Another major difference between botanists and zoologists is that, except for a few very primitive algae and perhaps, the tropical walking palm, plant species when they are recorded are present in the undisturbed ecological conditions in which they developed. Thus the exact environment relating to their identification as a species is possible. UV light trapping of moths does not allow the species to be present in its chosen environment, which is certainly not an egg box in a metal cylinder. However, it is possible to record something about its habitat by examining the surroundings in which the trap is put. This is very important to me.

For me, it is the living individual that is important in my pan listing. I do not put species I see for the first time dead onto my lists – although I do have skunk which was a road kill in the USA on my world list, but in brackets and with a star to indicate that it was dead. Going through a soup of dead insects collected over night does not appeal to me. If I were to add such species to my list, I would have to see them living, possibly using a handlens or a binocular microscope. Seeing the animal alive with all its appendages in the right place, and still capable of movement is very important to me. Seeing something alive is more important than seeing it in its original site, especially when it has been attracted away from its habitat. For this reason, twitching a rare moth attracted to a friend’s UV trap gives me no problem at all.

Having a world-wide range of pan listing interests made me come up with a most interesting observation, and I still find it impossible to explain what is happening. A few years ago I spent three weeks in the Falkland Islands. There are species there extremely close to their British counterparts – species which have scarcely evolved away from their common British ancestor.
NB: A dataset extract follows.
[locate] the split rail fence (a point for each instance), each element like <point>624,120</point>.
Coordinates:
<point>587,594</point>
Species include Myriophyllum quitense, Gnaphalium purpureum, Drosera uniflora, Lycopodium magellanicum, Galium antarcticum, Deschampsia antarctica, Armeria macloviana and especially Gentianella magellanica, Anagallis alternifolia, Euphrasia antarctica and Botrychium duscenii. Many of the above are only fairly critically separable from their British counterparts. They belong to a flora which occurs in the Falklands and in the southern parts of South America. How is it that these species came to be there? Their evolution away from their counterparts is minimal in most cases, but even in the days of Gondwanaland the two areas were not even vaguely physically close. The degree of separation, however, is sufficiently great that evolution since a possible introduction by man would be most unlikely, as would identical separations occurring in the south of Chile in a similar time frame.

Pan Listers, as I see it are people who have a broad based interest both botanical and zoological in taxonomy. It would be interesting to know if there is anyone who can say truthfully that their botanical and zoological interested are more or less balanced. As I hope I have shown above, the background and approach of botanists and zoologists are different. Within these two categories, there are probably as many biological histories, motivations and approaches as there are members of PSL. I rejoice in this and hope that we can all learn from one another and that in the end, the criteria for adding a species to a life list continues to be up to the pan-lister concerned.